These are the platforms, tools, datasets, and communities I would point someone to if they were building a data science foundation today. Not an exhaustive list — a curated one. Everything here has earned its place through genuine usefulness.
Where to Learn
fast.ai — The best free deep learning curriculum available. Jeremy Howard’s top-down teaching approach is counterintuitive and highly effective. Start here for deep learning.
Kaggle Learn — Short, practical micro-courses on pandas, SQL, feature engineering, and machine learning. Better than most paid courses for building hands-on fluency quickly.
StatQuest with Josh Starmer — YouTube channel that explains statistical and ML concepts with unusual clarity. If you’re confused about how an algorithm works, check here first.
CS229 — Stanford Machine Learning — Andrew Ng’s machine learning course, available free. The lecture notes are particularly valuable as a reference.

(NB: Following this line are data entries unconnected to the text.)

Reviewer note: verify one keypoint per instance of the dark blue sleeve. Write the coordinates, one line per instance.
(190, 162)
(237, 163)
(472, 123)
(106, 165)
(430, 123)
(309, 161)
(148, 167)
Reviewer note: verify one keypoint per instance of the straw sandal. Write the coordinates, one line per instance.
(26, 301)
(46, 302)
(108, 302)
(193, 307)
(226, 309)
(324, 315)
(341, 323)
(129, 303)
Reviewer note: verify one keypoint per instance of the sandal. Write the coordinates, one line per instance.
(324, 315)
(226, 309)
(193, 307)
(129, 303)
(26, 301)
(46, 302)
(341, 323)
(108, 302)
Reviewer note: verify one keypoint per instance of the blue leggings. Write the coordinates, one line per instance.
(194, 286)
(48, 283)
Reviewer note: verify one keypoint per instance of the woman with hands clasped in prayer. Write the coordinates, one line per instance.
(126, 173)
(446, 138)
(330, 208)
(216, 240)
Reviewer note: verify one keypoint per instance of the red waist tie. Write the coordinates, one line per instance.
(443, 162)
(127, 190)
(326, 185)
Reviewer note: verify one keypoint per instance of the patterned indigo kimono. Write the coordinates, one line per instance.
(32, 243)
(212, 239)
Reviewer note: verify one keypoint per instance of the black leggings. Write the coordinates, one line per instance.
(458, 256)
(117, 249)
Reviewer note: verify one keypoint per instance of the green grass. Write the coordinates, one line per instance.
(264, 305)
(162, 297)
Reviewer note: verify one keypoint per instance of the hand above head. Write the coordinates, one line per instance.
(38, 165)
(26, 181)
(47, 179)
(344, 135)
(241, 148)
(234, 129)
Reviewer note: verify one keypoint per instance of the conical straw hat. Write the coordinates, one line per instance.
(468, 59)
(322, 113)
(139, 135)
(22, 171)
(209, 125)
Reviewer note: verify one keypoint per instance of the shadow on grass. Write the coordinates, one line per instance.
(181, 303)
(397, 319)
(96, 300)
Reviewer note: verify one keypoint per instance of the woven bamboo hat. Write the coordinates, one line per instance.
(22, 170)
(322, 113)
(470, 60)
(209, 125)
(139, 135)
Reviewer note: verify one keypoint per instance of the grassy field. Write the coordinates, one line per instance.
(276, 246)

Missing Semester — MIT — Covers the tools every developer and data scientist needs but that are rarely taught formally: shell, version control, debugging.
Tools to Learn, in Order
Python — The language. No debate.
pandas + NumPy — Data manipulation. Learn these properly before anything else.
SQL — Everywhere, always. Window functions, CTEs, complex joins.

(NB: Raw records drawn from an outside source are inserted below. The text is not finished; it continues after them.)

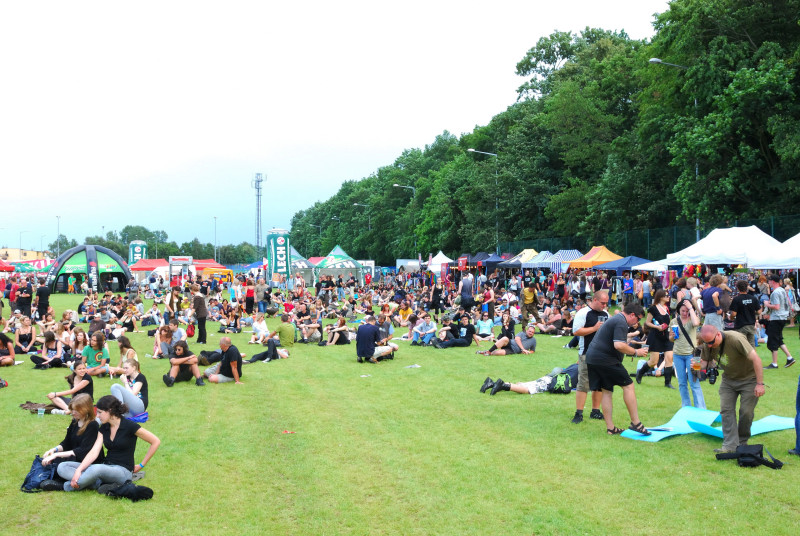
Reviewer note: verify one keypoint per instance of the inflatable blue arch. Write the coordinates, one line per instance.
(101, 267)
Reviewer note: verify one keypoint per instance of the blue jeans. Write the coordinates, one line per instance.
(682, 365)
(797, 418)
(94, 475)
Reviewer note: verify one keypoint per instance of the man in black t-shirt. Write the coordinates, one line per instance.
(464, 334)
(743, 310)
(604, 361)
(229, 369)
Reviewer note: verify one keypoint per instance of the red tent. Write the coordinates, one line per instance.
(147, 265)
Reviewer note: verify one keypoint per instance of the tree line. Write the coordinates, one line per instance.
(601, 139)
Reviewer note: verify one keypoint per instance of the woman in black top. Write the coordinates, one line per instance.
(118, 436)
(80, 382)
(657, 322)
(79, 440)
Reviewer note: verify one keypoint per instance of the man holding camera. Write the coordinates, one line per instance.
(742, 378)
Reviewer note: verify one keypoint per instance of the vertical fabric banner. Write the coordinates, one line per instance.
(278, 253)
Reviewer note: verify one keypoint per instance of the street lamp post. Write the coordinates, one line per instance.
(496, 210)
(658, 61)
(369, 216)
(413, 196)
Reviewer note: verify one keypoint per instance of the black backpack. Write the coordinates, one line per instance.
(562, 384)
(751, 456)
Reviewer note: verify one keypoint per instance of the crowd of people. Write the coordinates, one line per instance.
(680, 329)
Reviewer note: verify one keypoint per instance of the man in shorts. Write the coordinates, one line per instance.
(586, 324)
(367, 342)
(604, 362)
(524, 343)
(229, 368)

scikit-learn — Classical ML. The standard library.
matplotlib + seaborn — Visualisation. Enough to communicate findings clearly.
Git — Version control. Non-negotiable for professional work.
PyTorch or TensorFlow — Deep learning. PyTorch is increasingly preferred.
Docker — Containerisation. Required for anything that runs in production.
Practice Datasets
Kaggle Datasets — Enormous variety. Good for finding domain-specific data.
UCI ML Repository — Classic datasets used across thousands of papers. Good reference.
data.gov / data.gov.in — Government open data. Messy, real, and very good practice.
Communities Worth Following
Towards Data Science — Mixed quality but high ceiling. The best articles are from practitioners solving real problems.
r/MachineLearning — Research announcements and technical discussion. Signal-to-noise is reasonable.
Hacker News — Best for staying current on tools, papers, and industry direction.